Study the profitability of currency carry trade strategy using data provided for the currency pair of New Zealand dollar and Japanese yen, and prepare
a report to comment on the validity of the uncovered interest rate parity (UIRP) in this case. Assume that you have the capacity to borrow 100 million
yen at the beginning of each year to conduct currency carry trade by investing in New Zealand dollar for one year. Calculate the total profits from the
carry trade for each year over the period 2000 to 2019, in NZ dollar denomination.
Write an essay to discuss the validity of uncovered interest rate parity based on your findings for the profitability of the carry trade strategy applied to
the NZD-JPY currency pair. Provide an introduction to the concept of currency carry trade and explain the rationale of currency traders pursuing this
strategy. Provide possible explanations for the validity or violation of the uncovered interest rate parity. You may take the perspective of a currency
trader targeting at an audience of clients who are interested in speculating on the foreign exchange market.

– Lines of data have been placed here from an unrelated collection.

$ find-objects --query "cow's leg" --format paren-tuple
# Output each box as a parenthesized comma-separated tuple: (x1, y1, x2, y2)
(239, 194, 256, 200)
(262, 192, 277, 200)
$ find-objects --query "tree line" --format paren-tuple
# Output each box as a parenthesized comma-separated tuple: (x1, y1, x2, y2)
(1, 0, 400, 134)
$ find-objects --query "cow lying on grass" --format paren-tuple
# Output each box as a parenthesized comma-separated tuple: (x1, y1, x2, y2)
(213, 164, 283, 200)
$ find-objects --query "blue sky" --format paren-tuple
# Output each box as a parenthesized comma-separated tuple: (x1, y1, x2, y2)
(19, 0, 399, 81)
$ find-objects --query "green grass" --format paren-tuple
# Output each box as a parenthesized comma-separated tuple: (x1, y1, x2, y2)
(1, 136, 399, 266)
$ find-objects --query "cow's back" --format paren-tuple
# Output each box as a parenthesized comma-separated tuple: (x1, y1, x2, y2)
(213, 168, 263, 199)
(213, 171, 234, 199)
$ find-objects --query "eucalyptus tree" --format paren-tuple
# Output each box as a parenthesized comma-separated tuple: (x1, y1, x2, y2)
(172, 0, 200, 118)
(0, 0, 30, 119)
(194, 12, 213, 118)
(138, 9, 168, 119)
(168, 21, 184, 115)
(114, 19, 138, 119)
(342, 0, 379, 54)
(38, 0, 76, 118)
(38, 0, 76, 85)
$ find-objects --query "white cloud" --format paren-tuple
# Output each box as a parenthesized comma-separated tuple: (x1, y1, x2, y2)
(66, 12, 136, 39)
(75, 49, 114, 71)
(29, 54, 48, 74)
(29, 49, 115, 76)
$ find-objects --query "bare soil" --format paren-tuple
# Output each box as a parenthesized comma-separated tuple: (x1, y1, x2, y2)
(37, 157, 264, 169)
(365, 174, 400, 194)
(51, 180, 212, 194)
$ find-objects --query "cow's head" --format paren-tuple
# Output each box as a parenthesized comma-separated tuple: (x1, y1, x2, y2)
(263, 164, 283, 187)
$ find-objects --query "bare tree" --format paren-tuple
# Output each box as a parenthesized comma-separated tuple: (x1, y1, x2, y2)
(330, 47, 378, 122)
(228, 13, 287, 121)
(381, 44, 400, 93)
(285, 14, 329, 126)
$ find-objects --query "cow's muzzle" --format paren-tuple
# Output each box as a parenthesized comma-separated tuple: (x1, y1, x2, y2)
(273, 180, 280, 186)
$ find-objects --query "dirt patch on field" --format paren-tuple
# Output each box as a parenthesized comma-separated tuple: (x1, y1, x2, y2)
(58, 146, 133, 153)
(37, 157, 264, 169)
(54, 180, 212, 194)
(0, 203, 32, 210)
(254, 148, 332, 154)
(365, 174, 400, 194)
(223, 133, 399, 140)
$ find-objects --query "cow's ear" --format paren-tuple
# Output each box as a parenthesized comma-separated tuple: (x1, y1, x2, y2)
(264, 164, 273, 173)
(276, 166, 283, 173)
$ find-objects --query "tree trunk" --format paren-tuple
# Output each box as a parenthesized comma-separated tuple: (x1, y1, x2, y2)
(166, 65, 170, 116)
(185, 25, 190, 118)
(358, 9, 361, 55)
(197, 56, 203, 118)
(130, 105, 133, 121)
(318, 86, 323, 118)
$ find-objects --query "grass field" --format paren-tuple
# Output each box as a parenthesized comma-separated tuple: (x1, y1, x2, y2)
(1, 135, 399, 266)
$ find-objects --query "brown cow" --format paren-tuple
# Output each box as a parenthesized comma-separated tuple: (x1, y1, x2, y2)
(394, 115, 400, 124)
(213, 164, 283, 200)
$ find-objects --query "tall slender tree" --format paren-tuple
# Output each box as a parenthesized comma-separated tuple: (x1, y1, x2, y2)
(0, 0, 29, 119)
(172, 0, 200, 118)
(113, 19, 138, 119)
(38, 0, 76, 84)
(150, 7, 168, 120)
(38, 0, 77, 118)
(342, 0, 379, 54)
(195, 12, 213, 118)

Ensure your essay covers at least the following discussion points:
• Prepare a chart plotting past annual change of cross exchange rate between NZD and JAP against the differential interest rates.
• Conduct an ordinary least squares (OLS) regression analysis: regress the annual rate of exchange rate changes on the annual interest rate
differential. Interpret your regression results.
• Assess the profitability of the carry trade strategy based on your calculation results of the profits/losses from the carry trades.
• Does the uncovered IRP hold for the NZD-JAP exchange rate in your opinion?
• What is your recommendation for your clients?